Abstract

To summarize experimental animal data and to provide a limited literature review on the adverse renal effects of nonsteroidal anti-inflammatory drugs (NSAIDs) on the developing fetus and the maturing newborn. The experimental data were obtained from anesthetized, ventilated, six- to eight-day-old rabbits that received an intravenous bolus of either acetylsalicylic acid (ASA), ibuprofen (IBU) or indomethacin (INDO). In one set of experiments, ASA was also tested in 12-week-old (young adult) rabbits. Renal function was monitored with inulin and para-aminohippuric acid clearances measuring glomerular filtration rate (GFR) and renal blood flow. The renal vascular resistance was calculated.
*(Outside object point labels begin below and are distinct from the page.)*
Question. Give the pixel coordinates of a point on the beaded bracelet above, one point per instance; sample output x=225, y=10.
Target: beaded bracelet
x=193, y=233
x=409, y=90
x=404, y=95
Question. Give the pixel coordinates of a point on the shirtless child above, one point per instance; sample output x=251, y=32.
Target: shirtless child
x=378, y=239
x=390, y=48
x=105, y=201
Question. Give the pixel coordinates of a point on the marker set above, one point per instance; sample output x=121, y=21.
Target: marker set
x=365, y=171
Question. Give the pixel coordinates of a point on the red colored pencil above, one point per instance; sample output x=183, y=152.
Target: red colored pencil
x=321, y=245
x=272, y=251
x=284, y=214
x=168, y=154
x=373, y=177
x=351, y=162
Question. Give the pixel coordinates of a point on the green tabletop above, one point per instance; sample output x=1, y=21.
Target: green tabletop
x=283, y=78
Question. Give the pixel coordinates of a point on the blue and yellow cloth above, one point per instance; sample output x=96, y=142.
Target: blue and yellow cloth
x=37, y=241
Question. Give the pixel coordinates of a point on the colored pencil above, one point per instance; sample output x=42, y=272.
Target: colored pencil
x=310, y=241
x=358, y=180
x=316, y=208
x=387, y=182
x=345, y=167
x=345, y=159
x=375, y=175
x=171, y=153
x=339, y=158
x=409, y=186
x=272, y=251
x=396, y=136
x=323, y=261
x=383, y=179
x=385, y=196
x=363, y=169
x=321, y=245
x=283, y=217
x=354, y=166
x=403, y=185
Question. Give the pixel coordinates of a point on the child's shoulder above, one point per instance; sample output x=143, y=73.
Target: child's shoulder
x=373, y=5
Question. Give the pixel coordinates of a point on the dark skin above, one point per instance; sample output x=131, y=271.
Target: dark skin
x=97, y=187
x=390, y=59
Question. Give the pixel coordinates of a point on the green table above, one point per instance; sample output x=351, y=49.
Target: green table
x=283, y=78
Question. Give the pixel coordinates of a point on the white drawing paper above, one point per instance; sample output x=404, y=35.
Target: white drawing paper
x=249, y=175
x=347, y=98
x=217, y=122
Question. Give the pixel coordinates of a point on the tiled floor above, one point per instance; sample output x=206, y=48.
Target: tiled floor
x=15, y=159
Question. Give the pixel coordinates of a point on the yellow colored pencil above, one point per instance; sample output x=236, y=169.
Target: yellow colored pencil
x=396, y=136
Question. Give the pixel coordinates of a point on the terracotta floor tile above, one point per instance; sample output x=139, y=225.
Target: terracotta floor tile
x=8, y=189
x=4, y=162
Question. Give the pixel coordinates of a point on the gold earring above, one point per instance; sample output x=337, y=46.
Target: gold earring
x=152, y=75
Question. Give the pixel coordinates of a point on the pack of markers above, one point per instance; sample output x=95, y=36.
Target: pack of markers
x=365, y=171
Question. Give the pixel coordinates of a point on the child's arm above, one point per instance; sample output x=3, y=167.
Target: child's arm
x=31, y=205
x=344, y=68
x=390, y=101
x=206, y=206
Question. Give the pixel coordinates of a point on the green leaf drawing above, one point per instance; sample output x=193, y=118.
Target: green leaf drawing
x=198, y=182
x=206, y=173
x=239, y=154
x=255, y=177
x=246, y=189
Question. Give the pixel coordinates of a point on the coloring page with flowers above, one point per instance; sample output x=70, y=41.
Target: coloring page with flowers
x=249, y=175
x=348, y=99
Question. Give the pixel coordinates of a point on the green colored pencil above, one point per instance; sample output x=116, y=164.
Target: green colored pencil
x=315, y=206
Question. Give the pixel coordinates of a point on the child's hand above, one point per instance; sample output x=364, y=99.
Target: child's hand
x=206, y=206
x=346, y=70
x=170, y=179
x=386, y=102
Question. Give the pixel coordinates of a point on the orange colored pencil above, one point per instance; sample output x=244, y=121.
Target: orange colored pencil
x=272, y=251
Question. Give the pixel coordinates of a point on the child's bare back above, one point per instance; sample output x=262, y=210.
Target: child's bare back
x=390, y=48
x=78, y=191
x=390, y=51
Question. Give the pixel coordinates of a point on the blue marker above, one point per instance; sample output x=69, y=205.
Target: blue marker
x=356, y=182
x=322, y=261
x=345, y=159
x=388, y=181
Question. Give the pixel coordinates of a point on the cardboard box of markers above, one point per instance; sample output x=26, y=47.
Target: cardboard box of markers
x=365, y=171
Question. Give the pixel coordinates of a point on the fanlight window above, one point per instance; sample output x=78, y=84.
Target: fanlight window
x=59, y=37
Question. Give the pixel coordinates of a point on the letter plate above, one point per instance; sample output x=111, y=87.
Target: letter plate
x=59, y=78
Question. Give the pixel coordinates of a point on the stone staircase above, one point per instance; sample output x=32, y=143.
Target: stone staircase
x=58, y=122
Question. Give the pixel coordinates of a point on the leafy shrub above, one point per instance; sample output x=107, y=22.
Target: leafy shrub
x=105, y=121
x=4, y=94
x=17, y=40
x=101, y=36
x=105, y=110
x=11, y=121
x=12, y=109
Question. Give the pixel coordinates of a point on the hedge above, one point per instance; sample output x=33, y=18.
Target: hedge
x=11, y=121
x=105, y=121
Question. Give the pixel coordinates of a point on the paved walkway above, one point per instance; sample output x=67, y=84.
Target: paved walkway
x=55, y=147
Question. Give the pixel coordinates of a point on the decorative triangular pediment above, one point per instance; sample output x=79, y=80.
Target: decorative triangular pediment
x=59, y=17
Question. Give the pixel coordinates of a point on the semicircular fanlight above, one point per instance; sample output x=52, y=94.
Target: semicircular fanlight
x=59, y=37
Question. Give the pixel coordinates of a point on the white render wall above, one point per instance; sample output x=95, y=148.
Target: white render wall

All three nonspecific cyclo-oxygenase-1 or -2 (COX-1/2) inhibitors caused remarkably similar reversible, oliguric, acute renal failure (ARF). In young adult animals, the side effects were attenuated. The underlying pathophysiology is related to the carefully maintained low GFR of the fetus and the newborn, dependent on a delicate interplay between vasoconstriction (angiotensin II) and vasodilation (prostaglandins [PGs]). When PG-synthesis is inhibited, the vasoconstriction is relatively unopposed, causing ARF. The renal effects of fetal exposure to NSAIDs are discussed, as are new insights into the role of COX-1/2 for a normal nephrogenesis. COX-nil or COX-inhibited animals have long lasting renal structural injury. Fetuses exposed in utero to significant amounts of NSAIDs have at birth various degrees of renal insufficiency and structural renal defects with a very high mortality. All NSAIDs, both specific and nonspecific COX inhibitors, have renal side effects in the immediate post-natal period and should, therefore, be given with the utmost caution. NSAIDs given during pregnancy for the prevention of toxemia, polyhydramnios and premature labour may affect fetal renal function and structure. In animal experiments, IBU was not less nephrotoxic than INDO, as suggested recently by human premature neonates.